Jon Pike 02.10.07 at 8:56 am
Hi Chris,
I’d be grateful if you kept the stuff alive. Your material on Honderich amongst other things, was very good, and there’s earlier stuff around the time that you wrote: http://eis.bris.ac.uk/~plcdib/imprints/bertram.html whcih I found valuable. I hope that’s not unfair, but we were talking about people having travelled quite some way. I wonder, do you still stand by it? Have you published anything else on the Afghanistan piece? Your view on that seem closer to (eg) Walzer, and other opponents of the war in Iraq, but supporters of some interventions (like me), than it does to (eg) Daniel at his dismissive, absolutist, best.

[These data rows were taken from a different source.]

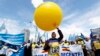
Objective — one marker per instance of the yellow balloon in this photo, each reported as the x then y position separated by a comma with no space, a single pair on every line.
48,16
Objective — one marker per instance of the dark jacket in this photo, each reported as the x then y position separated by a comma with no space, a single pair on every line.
47,47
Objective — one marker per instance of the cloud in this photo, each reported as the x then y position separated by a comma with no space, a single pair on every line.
36,3
81,22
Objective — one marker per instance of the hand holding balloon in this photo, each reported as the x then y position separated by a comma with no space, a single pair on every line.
48,16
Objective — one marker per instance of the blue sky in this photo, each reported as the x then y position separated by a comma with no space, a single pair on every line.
78,15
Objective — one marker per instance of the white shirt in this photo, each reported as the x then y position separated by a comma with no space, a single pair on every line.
88,44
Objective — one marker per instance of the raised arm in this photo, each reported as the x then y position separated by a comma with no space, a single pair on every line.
60,35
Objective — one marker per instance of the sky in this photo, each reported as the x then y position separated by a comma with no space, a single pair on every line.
79,16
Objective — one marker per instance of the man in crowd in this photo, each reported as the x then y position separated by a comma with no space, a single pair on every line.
96,46
87,42
52,45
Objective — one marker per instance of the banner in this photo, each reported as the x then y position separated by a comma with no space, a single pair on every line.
16,39
75,50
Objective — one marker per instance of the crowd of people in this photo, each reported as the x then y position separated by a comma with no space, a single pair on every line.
90,47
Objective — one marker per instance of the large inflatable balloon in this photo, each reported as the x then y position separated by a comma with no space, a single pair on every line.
48,16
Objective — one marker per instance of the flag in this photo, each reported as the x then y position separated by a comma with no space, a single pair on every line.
82,36
2,27
15,39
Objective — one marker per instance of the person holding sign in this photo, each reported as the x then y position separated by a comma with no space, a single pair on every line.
52,45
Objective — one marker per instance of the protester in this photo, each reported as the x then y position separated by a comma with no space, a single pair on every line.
81,42
96,46
52,45
88,45
28,49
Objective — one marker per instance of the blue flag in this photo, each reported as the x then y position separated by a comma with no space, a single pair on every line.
16,39
82,36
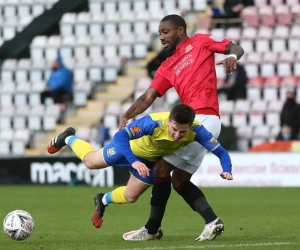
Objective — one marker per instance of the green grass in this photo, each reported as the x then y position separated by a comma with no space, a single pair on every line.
255,218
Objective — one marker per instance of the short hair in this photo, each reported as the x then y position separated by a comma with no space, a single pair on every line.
182,114
178,21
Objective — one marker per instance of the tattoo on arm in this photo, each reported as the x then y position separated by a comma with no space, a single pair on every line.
141,104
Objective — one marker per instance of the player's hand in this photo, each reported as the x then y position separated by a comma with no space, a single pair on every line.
226,176
229,64
141,168
123,122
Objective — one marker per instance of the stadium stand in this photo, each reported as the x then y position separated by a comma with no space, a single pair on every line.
107,48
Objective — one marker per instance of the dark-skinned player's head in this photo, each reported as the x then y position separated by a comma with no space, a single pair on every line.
172,30
180,121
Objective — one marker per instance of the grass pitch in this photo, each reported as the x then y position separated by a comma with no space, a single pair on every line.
255,218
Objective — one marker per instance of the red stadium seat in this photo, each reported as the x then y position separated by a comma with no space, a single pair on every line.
283,14
251,16
267,15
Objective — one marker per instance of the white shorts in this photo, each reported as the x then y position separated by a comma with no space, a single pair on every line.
191,156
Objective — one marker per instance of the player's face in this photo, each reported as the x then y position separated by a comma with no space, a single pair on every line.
177,131
170,35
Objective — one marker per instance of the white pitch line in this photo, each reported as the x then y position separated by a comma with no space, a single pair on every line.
215,246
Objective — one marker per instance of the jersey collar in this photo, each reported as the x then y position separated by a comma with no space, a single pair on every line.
182,43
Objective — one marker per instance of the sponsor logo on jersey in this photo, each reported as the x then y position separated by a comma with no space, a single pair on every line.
213,140
216,38
111,151
188,48
135,130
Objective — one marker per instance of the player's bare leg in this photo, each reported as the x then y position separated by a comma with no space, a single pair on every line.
121,195
197,201
58,142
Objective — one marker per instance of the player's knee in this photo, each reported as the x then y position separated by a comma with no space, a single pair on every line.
179,176
162,169
131,199
90,163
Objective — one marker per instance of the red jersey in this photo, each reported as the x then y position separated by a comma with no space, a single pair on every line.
191,71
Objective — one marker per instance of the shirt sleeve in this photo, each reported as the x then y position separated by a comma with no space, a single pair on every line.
207,140
134,130
213,43
160,83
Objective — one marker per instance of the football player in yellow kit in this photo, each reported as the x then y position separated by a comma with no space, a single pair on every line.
139,145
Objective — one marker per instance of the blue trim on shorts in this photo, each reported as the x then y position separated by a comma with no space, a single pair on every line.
71,139
114,157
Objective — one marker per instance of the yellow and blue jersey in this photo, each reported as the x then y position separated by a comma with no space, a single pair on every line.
148,138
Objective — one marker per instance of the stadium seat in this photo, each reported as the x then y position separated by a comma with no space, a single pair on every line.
265,32
267,69
293,44
267,15
276,2
5,121
284,69
185,5
255,58
239,119
247,45
295,31
251,70
113,108
275,106
110,120
242,106
250,14
95,7
261,131
4,147
296,69
275,129
37,9
225,119
283,14
244,132
262,45
199,5
272,118
249,33
67,24
278,45
270,93
169,5
227,107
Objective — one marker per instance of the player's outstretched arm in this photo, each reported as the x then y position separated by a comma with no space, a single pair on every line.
141,168
234,53
139,106
207,140
226,176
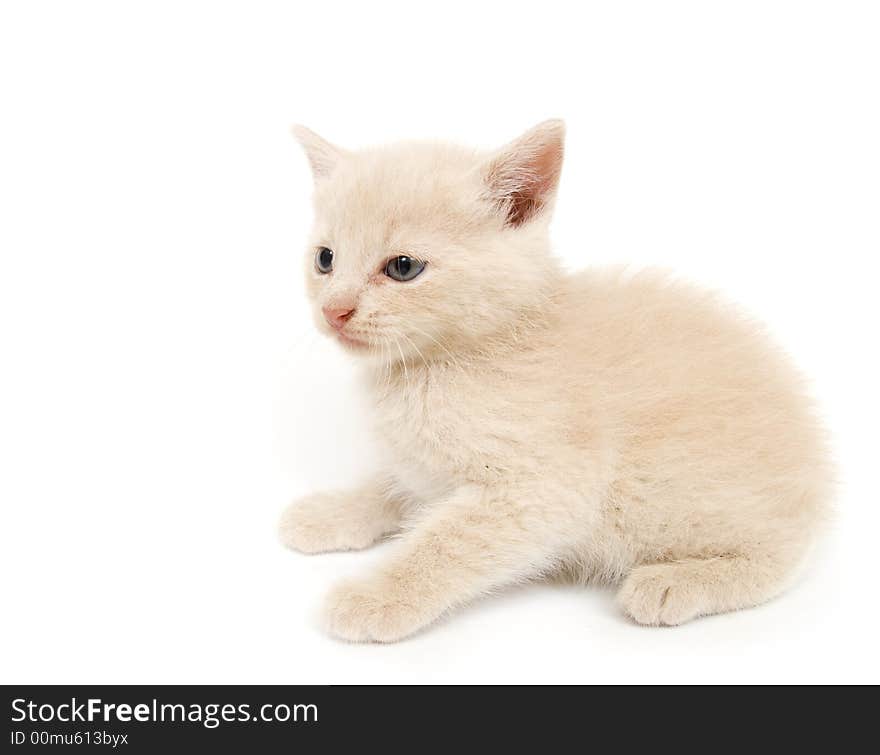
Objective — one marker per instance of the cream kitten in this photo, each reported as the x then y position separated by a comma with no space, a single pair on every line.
618,427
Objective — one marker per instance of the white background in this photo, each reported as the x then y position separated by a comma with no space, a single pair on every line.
163,395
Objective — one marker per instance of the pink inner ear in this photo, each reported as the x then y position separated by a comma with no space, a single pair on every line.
525,180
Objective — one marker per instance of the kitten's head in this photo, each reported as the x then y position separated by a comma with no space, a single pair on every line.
427,249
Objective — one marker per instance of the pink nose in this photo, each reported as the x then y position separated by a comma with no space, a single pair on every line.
337,316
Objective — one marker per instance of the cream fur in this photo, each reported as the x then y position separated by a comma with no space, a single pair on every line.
618,427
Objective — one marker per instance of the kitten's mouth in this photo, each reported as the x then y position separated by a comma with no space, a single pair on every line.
353,343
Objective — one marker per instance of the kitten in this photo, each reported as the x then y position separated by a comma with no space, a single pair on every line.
622,428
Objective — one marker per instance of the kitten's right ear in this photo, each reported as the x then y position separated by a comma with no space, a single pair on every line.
323,156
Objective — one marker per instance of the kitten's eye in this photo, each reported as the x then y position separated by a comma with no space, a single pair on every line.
403,268
324,260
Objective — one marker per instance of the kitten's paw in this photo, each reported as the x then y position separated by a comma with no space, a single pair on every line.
660,594
371,611
324,522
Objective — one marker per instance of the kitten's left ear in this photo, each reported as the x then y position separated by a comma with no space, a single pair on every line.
323,156
522,177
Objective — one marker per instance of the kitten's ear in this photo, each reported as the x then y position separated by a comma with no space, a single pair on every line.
522,177
323,156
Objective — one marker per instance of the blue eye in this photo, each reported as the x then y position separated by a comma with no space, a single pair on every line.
404,268
324,260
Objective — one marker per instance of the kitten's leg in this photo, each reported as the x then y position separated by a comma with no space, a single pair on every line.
674,592
468,544
348,520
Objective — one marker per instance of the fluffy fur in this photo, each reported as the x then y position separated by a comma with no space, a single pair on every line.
620,427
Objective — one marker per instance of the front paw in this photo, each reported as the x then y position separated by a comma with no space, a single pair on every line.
321,523
374,611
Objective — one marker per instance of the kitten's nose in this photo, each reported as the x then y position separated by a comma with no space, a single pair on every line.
337,316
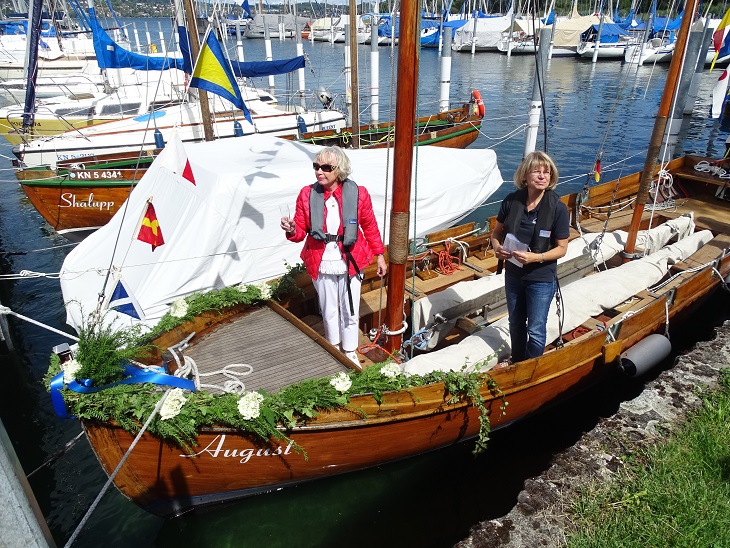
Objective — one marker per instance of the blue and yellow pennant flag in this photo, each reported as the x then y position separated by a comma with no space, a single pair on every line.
212,73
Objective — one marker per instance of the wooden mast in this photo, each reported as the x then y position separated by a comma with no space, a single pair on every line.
405,123
194,53
660,125
354,84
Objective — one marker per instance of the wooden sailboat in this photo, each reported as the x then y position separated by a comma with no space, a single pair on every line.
425,412
78,182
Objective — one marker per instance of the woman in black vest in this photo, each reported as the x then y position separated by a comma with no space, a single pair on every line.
531,234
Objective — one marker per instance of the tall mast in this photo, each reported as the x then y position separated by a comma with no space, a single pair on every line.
660,125
354,84
31,62
194,53
405,122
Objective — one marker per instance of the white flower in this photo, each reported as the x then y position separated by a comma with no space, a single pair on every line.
341,382
250,405
173,403
70,369
391,370
179,308
264,290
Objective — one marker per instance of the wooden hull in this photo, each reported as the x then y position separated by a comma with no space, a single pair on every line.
74,208
230,464
77,200
44,127
457,128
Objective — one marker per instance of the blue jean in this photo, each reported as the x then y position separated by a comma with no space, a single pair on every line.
528,304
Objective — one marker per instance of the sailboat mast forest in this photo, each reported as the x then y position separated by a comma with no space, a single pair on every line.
302,410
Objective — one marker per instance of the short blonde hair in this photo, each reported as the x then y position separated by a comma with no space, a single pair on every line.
336,156
534,160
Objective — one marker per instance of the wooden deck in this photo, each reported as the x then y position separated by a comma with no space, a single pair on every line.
278,352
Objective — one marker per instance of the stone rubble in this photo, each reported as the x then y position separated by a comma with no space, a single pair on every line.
540,517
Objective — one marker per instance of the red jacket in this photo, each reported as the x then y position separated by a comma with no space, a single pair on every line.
368,244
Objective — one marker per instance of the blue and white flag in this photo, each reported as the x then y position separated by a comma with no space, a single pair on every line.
246,9
123,301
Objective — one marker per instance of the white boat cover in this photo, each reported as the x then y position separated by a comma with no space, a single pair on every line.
567,33
224,229
488,32
582,299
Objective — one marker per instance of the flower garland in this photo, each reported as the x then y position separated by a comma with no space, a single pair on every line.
266,415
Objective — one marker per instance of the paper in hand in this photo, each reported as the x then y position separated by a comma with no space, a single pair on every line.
511,243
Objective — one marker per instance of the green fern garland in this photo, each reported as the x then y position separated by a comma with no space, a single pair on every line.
102,352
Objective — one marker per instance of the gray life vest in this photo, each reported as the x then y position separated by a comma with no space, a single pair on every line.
348,214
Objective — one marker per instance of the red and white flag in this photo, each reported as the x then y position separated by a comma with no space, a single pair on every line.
719,92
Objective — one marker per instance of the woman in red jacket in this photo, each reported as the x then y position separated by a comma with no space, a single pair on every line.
336,217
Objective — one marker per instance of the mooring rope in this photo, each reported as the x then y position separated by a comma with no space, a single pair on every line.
6,310
109,481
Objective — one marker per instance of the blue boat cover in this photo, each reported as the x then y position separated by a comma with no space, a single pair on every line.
110,55
253,69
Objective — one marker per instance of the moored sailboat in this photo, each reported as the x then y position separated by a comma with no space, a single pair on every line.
382,414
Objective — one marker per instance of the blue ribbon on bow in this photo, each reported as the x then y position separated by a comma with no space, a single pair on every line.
135,376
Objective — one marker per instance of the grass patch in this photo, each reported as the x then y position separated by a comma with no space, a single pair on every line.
676,493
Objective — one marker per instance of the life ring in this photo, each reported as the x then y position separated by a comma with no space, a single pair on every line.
476,98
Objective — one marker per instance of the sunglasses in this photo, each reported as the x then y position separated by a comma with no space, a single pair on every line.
324,167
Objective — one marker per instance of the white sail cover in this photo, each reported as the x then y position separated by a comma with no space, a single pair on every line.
224,229
487,34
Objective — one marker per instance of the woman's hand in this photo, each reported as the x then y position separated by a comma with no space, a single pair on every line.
382,266
527,257
501,253
287,225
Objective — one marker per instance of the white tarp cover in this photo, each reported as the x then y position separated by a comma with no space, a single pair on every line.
488,31
582,299
567,33
467,297
225,230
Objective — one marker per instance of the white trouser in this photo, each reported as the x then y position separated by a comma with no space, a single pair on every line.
339,325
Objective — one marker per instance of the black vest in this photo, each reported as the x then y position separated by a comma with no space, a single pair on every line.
545,217
348,214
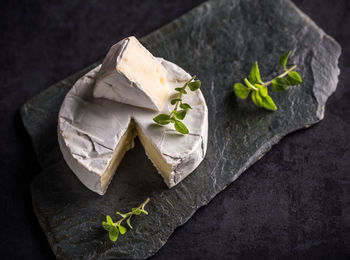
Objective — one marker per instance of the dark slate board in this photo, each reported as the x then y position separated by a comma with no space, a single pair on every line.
218,41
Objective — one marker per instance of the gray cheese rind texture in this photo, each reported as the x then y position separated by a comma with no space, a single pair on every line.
217,41
90,129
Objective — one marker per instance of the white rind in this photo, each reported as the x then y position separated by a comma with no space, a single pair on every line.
90,129
114,85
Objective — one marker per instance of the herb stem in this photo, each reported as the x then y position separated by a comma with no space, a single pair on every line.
180,96
129,214
280,76
250,85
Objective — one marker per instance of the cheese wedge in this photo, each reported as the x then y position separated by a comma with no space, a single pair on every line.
131,75
94,134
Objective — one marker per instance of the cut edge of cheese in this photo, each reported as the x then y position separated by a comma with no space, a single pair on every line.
170,164
130,74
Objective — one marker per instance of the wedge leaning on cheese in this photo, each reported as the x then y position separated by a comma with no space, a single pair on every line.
95,133
131,75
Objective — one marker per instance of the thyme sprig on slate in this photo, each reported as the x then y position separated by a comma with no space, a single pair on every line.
176,115
114,228
258,88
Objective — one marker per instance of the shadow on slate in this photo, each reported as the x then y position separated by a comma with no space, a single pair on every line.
218,41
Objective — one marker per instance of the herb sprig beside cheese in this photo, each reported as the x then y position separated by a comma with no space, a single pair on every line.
175,116
114,228
258,88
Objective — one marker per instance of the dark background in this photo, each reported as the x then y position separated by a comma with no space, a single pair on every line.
293,203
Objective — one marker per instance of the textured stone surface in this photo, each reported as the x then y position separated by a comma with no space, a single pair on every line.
220,41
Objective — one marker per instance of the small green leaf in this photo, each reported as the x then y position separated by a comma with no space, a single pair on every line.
136,211
173,101
181,90
241,91
162,119
120,214
262,90
122,229
254,76
268,103
280,84
294,78
180,114
185,106
128,222
109,220
194,85
106,226
284,59
180,127
113,234
257,98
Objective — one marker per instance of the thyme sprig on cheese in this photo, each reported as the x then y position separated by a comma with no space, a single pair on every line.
176,115
258,88
114,228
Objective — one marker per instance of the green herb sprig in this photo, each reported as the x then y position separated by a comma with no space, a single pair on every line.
114,228
258,88
176,115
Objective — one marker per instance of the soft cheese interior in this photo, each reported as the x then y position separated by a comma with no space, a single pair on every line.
131,75
94,134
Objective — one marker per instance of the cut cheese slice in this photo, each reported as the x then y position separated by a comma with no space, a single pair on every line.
94,134
131,75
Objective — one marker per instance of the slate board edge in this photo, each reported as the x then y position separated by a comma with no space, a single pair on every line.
253,159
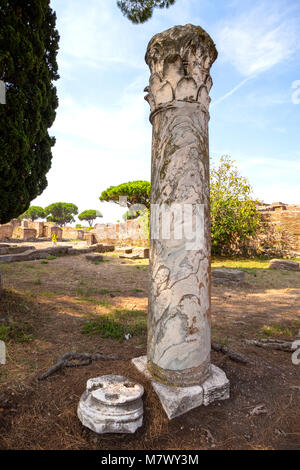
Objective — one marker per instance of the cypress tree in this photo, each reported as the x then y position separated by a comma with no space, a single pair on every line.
28,67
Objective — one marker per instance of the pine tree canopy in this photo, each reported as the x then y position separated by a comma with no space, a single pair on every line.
139,11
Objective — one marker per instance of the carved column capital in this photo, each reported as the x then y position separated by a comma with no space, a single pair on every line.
180,59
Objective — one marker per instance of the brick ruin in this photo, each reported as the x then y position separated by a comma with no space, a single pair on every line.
283,218
131,232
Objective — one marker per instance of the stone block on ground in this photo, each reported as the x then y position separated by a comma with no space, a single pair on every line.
94,257
284,264
227,276
111,404
124,250
104,248
137,253
178,400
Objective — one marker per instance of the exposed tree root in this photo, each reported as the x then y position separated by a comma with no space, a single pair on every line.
276,344
82,359
233,355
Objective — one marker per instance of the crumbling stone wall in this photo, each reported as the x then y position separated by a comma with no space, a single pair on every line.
129,233
6,231
71,233
285,220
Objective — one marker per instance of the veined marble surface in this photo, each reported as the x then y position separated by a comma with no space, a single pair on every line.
180,280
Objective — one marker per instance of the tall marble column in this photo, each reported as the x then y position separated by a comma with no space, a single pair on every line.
180,281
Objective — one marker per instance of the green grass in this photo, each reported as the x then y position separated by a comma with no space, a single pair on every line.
108,291
119,323
15,332
85,292
280,330
104,303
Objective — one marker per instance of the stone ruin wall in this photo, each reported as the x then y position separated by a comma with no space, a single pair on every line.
120,234
286,219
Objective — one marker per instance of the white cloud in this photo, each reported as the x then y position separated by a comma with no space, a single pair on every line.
93,33
258,40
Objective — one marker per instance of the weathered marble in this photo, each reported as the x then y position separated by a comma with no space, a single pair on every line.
111,404
179,400
180,279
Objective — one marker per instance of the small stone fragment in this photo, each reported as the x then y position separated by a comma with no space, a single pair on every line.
111,404
94,257
284,264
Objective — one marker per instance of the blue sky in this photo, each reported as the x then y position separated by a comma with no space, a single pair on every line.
102,128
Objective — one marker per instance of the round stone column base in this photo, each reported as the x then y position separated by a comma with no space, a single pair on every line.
179,400
111,404
180,378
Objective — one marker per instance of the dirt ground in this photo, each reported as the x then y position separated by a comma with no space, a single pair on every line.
49,304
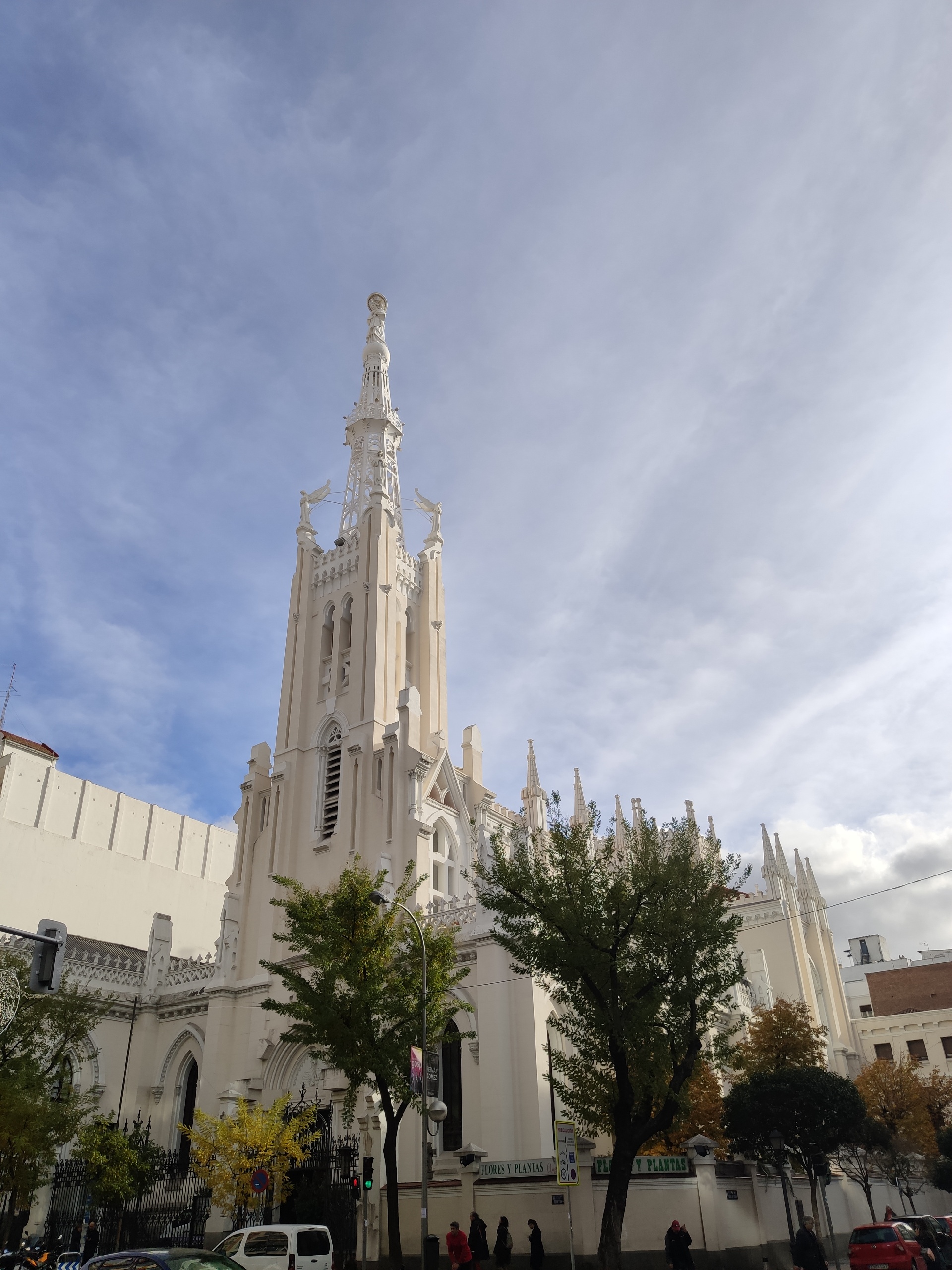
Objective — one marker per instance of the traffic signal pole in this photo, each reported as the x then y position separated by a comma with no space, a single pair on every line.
363,1249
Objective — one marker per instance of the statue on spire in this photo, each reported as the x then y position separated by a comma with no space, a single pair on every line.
436,511
313,500
377,304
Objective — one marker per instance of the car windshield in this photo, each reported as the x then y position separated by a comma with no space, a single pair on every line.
201,1262
875,1235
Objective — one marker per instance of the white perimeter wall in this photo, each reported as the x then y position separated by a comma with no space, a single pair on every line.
105,863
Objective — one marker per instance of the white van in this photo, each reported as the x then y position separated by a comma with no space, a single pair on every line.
280,1248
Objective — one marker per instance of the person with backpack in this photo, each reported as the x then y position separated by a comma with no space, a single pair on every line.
503,1248
476,1239
459,1249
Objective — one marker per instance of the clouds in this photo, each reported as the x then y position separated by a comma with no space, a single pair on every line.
669,316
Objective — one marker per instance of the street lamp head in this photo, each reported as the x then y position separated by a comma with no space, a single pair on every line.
437,1110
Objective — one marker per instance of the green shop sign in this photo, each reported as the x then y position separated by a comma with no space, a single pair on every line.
517,1167
644,1165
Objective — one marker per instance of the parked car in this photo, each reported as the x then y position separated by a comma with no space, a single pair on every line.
163,1259
930,1231
280,1248
887,1246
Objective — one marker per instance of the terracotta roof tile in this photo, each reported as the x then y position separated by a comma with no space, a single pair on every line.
31,745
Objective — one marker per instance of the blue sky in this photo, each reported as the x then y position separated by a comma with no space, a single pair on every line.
670,314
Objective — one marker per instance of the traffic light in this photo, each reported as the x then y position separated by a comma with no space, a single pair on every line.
46,972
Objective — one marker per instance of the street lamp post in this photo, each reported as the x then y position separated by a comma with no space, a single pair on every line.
380,898
776,1141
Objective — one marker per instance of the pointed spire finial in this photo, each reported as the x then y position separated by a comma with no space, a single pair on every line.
373,430
581,813
638,818
619,820
534,797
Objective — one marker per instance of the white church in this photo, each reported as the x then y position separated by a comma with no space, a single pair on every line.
362,763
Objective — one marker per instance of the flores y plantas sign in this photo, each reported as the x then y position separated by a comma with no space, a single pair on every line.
645,1165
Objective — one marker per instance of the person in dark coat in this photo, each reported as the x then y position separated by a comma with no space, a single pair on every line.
537,1254
92,1246
677,1248
476,1240
808,1250
503,1248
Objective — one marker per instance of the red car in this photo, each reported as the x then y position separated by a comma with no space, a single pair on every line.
887,1246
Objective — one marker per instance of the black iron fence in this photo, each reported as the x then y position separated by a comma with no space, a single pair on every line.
172,1213
175,1210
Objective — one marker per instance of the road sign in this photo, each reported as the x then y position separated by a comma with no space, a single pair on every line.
567,1153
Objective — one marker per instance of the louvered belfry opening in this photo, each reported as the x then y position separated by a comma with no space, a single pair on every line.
332,786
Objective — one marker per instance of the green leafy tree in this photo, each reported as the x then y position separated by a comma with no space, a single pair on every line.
40,1110
119,1166
357,999
864,1156
942,1165
634,939
815,1110
782,1035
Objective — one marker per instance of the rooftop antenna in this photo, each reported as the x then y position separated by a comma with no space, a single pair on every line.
10,690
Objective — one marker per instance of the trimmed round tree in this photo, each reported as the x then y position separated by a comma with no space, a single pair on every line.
814,1109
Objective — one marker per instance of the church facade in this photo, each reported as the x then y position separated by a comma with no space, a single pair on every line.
363,765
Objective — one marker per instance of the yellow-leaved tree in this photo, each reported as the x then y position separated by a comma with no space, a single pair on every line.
701,1113
896,1096
785,1035
228,1151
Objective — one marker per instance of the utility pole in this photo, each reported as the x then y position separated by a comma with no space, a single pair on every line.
10,690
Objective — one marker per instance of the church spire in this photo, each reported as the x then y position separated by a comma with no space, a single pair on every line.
581,813
534,797
373,431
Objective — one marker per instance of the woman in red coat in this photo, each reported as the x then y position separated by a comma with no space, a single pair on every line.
457,1248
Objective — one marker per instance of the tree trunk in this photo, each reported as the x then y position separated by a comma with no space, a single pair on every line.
610,1244
390,1170
867,1192
814,1207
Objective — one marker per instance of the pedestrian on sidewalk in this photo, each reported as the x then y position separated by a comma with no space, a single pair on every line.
476,1239
457,1248
808,1250
677,1248
92,1246
503,1248
537,1254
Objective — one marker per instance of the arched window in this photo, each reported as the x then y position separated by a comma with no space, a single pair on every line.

So presumably, either you stick by your earlier pieces, and chop things up rather differently, or you would want to engage in a bit of self-criticism. But anyway, keep the record available, please.
Chris Bertram 02.10.07 at 9:13 am
Hi Jon. Well I’d certainly change _some things_ about the Afghanistan piece with hindsight, but I don’t think I’d change the basic line. Nor have I changed my opinions about Bosnia and Kosovo. The very first piece I wrote for Junius (back in Feb 2002) expressed scepticism about the case for war in Iraq. I wobbled a bit, but Daniel convinced me that Iraq would be a disastrous mistake and he was right. Since then, there have been quite a few things that have alienated me considerably from the “decent left”, not least their propensity to project base motives on those who disagree with them. (Incidentally my record on supporting/opposing interventions/wars compares rather well with the likes of Nick Cohen: Cohen opposed Kosovo and Afghanistan and supported Iraq, I did the exact opposite of him on all occasions.)